Salieri devint maître de chapelle impérial à Vienne en 1788, plus de vingt ans après s'être installé dans cette capitale. Peu à peu, les circonstances le conduisirent à se détourner de l'opéra (son dernier fut monté en novembre 1804) et à se consacrer de plus en plus à la musique d'église. Comme partitions importantes, il composa notamment, en 1804, un Requiem en ut mineur destiné non à être entendu immédiatement, mais seulement à ses propres funérailles : l'ouvrage y fut bien exécuté, mais cet événement n'eut lieu que vingt-et-un ans plus tard.

Son Requiem respire une atmosphère de fin résignée, voire de dépression.

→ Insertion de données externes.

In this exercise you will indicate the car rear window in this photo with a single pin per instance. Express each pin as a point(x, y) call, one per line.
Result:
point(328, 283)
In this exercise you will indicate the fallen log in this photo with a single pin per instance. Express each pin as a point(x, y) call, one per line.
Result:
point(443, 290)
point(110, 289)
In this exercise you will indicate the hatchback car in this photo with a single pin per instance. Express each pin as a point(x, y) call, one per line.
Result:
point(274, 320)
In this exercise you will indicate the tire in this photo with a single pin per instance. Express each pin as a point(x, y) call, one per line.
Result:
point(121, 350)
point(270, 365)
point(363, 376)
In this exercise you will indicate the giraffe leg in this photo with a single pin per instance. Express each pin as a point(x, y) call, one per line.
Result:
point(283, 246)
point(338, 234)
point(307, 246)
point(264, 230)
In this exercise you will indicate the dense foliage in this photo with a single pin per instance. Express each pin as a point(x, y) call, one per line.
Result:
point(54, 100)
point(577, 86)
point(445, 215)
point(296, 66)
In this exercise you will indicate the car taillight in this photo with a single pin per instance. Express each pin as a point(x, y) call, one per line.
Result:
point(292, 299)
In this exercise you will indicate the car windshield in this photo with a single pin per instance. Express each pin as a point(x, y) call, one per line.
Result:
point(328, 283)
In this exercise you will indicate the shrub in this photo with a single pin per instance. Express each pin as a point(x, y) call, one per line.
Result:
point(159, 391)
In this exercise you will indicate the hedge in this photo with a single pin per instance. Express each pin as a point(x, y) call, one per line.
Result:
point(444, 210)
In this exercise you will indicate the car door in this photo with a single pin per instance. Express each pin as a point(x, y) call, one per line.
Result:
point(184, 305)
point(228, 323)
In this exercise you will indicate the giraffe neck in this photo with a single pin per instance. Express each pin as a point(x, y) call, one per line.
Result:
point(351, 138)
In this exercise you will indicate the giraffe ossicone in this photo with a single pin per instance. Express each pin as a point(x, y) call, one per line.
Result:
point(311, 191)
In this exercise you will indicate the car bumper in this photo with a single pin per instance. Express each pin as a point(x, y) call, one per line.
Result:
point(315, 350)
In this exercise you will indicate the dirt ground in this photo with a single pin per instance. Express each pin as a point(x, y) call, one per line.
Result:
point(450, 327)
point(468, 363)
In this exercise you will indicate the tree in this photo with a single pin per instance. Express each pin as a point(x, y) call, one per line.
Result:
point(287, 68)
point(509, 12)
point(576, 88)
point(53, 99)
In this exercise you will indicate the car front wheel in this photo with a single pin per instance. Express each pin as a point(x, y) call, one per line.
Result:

Il a très peu à voir avec celui de Mozart, moins en tout cas qu'un autre Requiem en ut mineur composé un an auparavant à Vienne (1803) : celui (enregistré chez CPO en 1992) de Joseph Eybler, qu'en 1791 Constance avait sollicité avant Süssmayr pour "terminer" la partition de Wolfgang. Au début de son Requiem, Salieri procède par blocs sonores, les voix solistes (peu utilisées) n'intervenant pour la première fois qu'au Recordare de la séquence. Les sujets de fugue sur "Quam olim Abrahae" et surtout sur "Osanna in excelsis" sont originaux, et la musique baigne souvent dans l'éclat ou le drame des trompettes et timbales, avec un catastrophisme rappelant Les Danaïdes. La douceur mélodique et l'ampleur harmonique finissent pourtant par prévaloir sur la tragédie. L'interprétation est excellente.

Meeresstille und Glückliche Fahrt de Beethoven et l'Offertoire de Schubert remplissent parfaitement leur rôle de complément, ou plutôt trop bien : aucune nécessité ne les impose, mieux aurait valu d'autres pages d'Antonio Salieri, ce dont on ne manque pas.